Des larmes, voici Gwen Dolyn et Steffen Israel. Je suis tombé sur la première par hasard car elle a une reprise d’un morceau des EA80 sur YouTube dans sa tenue de l’époque (Gwen Dolyn et Toyboys). EA80 – il s’agit d’une légende du dark punk incroyablement chargée des années 80 (qui est toujours active aujourd’hui) et de la chanson « Dr. Dans l’original, le silence recueilli de Murke représente quelque chose de très monolithique dans toutes les scènes. Il est d’autant plus étonnant que Gwen Dolyn ait pu ajouter autant de choses égales et nouvelles avec son interprétation. Depuis, je suis accro.
Et Steffen Israël ? Eh bien, vous le connaissez en tant que guitariste du Kraftklub. D’accord, tout le monde devrait au moins connaître Kraftklub, mais Steffen lui-même ne se démarque pas vraiment en tant que haut-parleur dans ce groupe. En me basant sur un vieil épisode des Simpsons, je dirais de lui : « Et Steffen… ça pourrait être le type calme et religieux qui devient fou à un moment donné. »
Amusant bien sûr. Steffen n’est probablement pas particulièrement religieux.
Cette semaine (début novembre 2023), leur premier album HAIR OF A DOG sort et j’en ai rarement été aussi sûr : c’est ça le problème, les gens. Écoutez-vous simplement.
Et bien sûr, lisez ce qu’ils ont tous les deux à dire.
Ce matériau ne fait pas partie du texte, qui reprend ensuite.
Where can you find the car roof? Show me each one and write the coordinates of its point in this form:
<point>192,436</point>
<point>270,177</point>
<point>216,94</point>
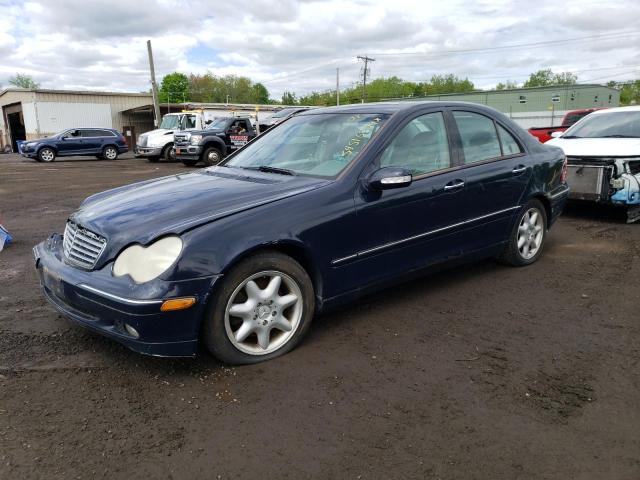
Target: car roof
<point>392,107</point>
<point>616,109</point>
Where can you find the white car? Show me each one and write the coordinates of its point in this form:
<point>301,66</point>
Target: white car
<point>603,153</point>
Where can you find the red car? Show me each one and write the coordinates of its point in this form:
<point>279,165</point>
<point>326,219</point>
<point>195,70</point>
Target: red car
<point>544,133</point>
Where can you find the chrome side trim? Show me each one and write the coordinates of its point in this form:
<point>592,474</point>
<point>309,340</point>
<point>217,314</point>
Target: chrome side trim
<point>129,301</point>
<point>565,190</point>
<point>420,235</point>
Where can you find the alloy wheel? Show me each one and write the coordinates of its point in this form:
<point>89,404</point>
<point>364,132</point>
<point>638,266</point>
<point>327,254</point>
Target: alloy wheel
<point>263,312</point>
<point>530,233</point>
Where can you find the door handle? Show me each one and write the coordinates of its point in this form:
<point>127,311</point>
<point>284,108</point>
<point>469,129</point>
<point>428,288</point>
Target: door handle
<point>454,185</point>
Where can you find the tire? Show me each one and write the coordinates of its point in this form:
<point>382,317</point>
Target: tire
<point>212,156</point>
<point>169,153</point>
<point>266,315</point>
<point>46,155</point>
<point>527,237</point>
<point>110,152</point>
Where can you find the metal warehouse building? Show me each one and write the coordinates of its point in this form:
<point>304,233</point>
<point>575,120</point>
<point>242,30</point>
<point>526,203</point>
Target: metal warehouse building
<point>540,106</point>
<point>30,114</point>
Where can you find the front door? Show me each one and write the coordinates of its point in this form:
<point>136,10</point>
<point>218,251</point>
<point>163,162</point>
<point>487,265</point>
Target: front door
<point>411,227</point>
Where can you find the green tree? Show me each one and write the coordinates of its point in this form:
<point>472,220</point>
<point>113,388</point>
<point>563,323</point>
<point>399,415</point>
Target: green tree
<point>546,77</point>
<point>508,85</point>
<point>174,88</point>
<point>21,80</point>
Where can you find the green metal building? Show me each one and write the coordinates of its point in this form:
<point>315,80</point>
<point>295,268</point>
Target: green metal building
<point>540,106</point>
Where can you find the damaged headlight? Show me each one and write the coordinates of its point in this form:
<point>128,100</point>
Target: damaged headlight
<point>143,264</point>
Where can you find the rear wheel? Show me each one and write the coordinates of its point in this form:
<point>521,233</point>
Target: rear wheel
<point>169,153</point>
<point>110,153</point>
<point>261,311</point>
<point>212,156</point>
<point>528,236</point>
<point>46,154</point>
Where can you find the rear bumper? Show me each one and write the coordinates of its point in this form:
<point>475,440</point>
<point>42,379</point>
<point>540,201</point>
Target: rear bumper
<point>557,199</point>
<point>100,302</point>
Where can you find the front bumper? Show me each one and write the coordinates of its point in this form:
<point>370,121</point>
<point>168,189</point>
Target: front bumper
<point>188,152</point>
<point>105,304</point>
<point>148,151</point>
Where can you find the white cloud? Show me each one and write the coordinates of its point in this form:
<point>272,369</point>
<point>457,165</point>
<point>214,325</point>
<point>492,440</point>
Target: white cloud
<point>297,45</point>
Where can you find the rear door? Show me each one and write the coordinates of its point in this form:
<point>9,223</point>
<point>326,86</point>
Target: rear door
<point>497,172</point>
<point>91,141</point>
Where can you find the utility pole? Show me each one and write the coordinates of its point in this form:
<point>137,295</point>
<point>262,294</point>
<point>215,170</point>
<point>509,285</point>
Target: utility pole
<point>366,60</point>
<point>154,85</point>
<point>337,86</point>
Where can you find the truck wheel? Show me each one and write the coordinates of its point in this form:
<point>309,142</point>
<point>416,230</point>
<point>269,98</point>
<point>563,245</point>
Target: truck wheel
<point>169,153</point>
<point>261,310</point>
<point>46,154</point>
<point>212,156</point>
<point>527,237</point>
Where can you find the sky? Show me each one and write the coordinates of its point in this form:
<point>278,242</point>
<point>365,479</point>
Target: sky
<point>298,45</point>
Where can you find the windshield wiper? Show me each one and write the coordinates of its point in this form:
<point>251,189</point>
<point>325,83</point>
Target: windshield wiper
<point>268,169</point>
<point>619,136</point>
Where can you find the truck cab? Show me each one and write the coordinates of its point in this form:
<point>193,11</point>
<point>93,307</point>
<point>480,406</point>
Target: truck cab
<point>220,138</point>
<point>158,143</point>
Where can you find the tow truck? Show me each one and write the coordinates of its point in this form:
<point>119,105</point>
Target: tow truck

Amusez-vous.
D’accord, j’aimerais vous ennuyer avec des questions spéciales vraiment épuisantes. Mais cela ne lui rend pas justice, après tout, vous êtes un groupe complètement nouveau. Alors commençons simplement. Comment vous êtes-vous rencontré ?
GWEN [grinst Steffen an] …Ne le dis pas !
Pourquoi pas? Tinder, ou quoi ?
STEFFEN [lacht] Non, ElitePartner.de! C’est la meilleure plateforme si vous recherchez un groupe. Vous savez, un morceau de papier comme celui-là dans la salle du groupe ne sert plus à rien. Pas de bêtises. Nous nous sommes rencontrés grâce à la musique.
GWEN Steffen a diffusé un de mes morceaux sur son podcast et m’a mal prononcé…
STEFFEN Malheureusement, cela m’arrive souvent parce que je lis toujours les groupes à l’avance… Ce n’est pas le nom le plus difficile pour vous, mais il m’a fait trébucher d’une manière ou d’une autre.
GWEN Tu as définitivement fait quelque chose de très drôle avec mon nom, alors je me suis senti invité à t’envoyer un message vocal. Bien sûr, j’étais vraiment heureux et flatté d’apparaître sur un podcast aussi connu. [Der Podcast von Steffen Israel und Kraftklub-Sänger Felix Kummer heißt „Radio mit K“]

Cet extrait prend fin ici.